Why Greek default looms
I have used the metaphor before of Greece and Germany being a feuding married couple, not really wanting a divorce but so unable ever to understand the other's point of view that terminal rupture remains a significant probability.
So for the Greek prime minister, Alexis Tsipras, it must have been personally humiliating to send his "please-send-cash-soon" letter to Angela Merkel, the German chancellor (the letter has been obtained by the FT).
He complains that there is no sign, in the conduct of eurozone officials working on the new financial rescue plan, of wanting to make the promised new start in the fraught relationship.
Mr Tsipras accuses them of trying to hold the country to a reform and reconstruction programme that his Syriza government has rejected, and which he thought had been dropped, too, by eurozone leaders.
Which broadly points to the biggest flaw in the entente reached in February between Greece and eurozone - namely that the agreement they approved disguised a continuing and profound emotional and ideological gulf.

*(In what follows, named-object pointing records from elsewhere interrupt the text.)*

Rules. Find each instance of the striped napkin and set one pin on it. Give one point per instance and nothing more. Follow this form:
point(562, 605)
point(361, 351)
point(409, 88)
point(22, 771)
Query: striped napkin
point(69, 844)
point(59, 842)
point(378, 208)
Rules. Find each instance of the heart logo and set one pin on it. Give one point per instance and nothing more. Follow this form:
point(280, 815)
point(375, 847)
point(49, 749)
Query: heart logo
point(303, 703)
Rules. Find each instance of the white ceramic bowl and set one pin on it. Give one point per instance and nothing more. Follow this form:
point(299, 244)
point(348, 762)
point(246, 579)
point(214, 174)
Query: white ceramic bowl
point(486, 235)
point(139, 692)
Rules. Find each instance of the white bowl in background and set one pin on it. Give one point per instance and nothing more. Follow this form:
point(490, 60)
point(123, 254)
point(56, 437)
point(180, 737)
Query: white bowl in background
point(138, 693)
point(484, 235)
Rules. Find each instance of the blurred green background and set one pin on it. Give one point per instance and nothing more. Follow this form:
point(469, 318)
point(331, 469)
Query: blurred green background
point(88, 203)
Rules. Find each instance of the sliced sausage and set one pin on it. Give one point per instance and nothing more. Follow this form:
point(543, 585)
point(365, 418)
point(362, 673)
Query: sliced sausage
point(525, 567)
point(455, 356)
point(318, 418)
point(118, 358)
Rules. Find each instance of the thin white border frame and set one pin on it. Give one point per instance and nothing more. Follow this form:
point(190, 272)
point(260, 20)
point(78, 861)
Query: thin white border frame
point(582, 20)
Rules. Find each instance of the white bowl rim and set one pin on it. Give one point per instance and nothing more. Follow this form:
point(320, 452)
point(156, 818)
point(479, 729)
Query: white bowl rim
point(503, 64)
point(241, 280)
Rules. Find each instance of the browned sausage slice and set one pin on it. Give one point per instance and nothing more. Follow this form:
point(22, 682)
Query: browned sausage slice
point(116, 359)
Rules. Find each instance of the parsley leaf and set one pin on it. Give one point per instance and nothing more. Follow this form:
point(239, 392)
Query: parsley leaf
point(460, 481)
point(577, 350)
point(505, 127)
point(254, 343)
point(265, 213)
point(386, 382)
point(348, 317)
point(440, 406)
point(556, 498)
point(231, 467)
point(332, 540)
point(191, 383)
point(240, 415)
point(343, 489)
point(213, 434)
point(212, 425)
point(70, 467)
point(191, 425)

Both sides in essence want the other to admit they were wrong in the past and have turned over a new leaf: neither shows the inclination to do that.
The clearest manifestation of mutual misunderstanding being a long way off was last week's blog by the finance minister, Yanis Varoufakis.
He makes a point that is both true and incendiary (in the present circumstances): namely that the eurozone's and IMF's original 240bn euro bailout was, in practice, a bailout of the feckless banks and investors who had lent to Greece, rather than of Greece itself.
This from Mr Varoufakis's blog says it all about why the current negotiations between the Greek government and its eurozone creditors are going so badly:
"I opposed the 2010 and 2012 'bailout' loans from German and other European taxpayers because:
- the new loans represented not a bailout for Greece but a cynical transfer of losses from the books of the private banks to the weak shoulders of the weakest of Greek citizens. (How many of Europe's taxpayers, who footed these loans, know that more than 90% of the €240 billion borrowed by Greece went to financial institutions, not to the Greek state or its citizens?)
- it was obvious that, at a time Greece could not repay its existing loans, the austerity conditions for giving Greece the new loans would crush Greek nominal incomes, making our debt even less sustainable
- the 'bailout' burden would, sooner or later, weigh down German and other European taxpayers once the weaker Greeks buckled under their mountainous debts (as moneyed Greeks had already shifted their deposits to Frankfurt, London etc.)
- misleading peoples and Parliaments by presenting a bank bailout as an act of 'solidarity to Greece' would turn Germans against Greeks, Greeks against Germans and, eventually, Europe against itself."
There is a high probability, most economists would say, of history vindicating Mr Varoufakis's critique: the punishment of Greek people for the feckless borrowing of their government and the feckless lending of German banks has surely gone well beyond what is necessary to instruct Greece in the merits of fiscal rectitude.
But whether it is altogether wise and diplomatic to tell the Germans they were selfish and wrong, at this juncture, is moot.
There is no sign of the two sides forgiving each other and moving on.
Which brings us to probably the most important part of Mr Tsipras's letter - which confirms that the refusal of the European Central Bank to lift constraints on its funding for Greek banks and on their ability to provide short term loans to Athens means he is about to run out of money.
Unless the ECB lightens up and takes Greek banks off the leash, or the eurozone accelerates plans to provide additional loans, it will become impossible for Athens "to service its debt obligations".
Mr Tsipras makes it clear that if presented with a choice between failing to pay international creditors, including the IMF, and paying them but not Greek public servants, he will choose the first category of default.
Which would not be the same as leaving the eurozone, but Grexit would not be more than half a hop away - because default on the sovereign debts would represent abject failure of attempts to revive the Greek economy from inside the currency union.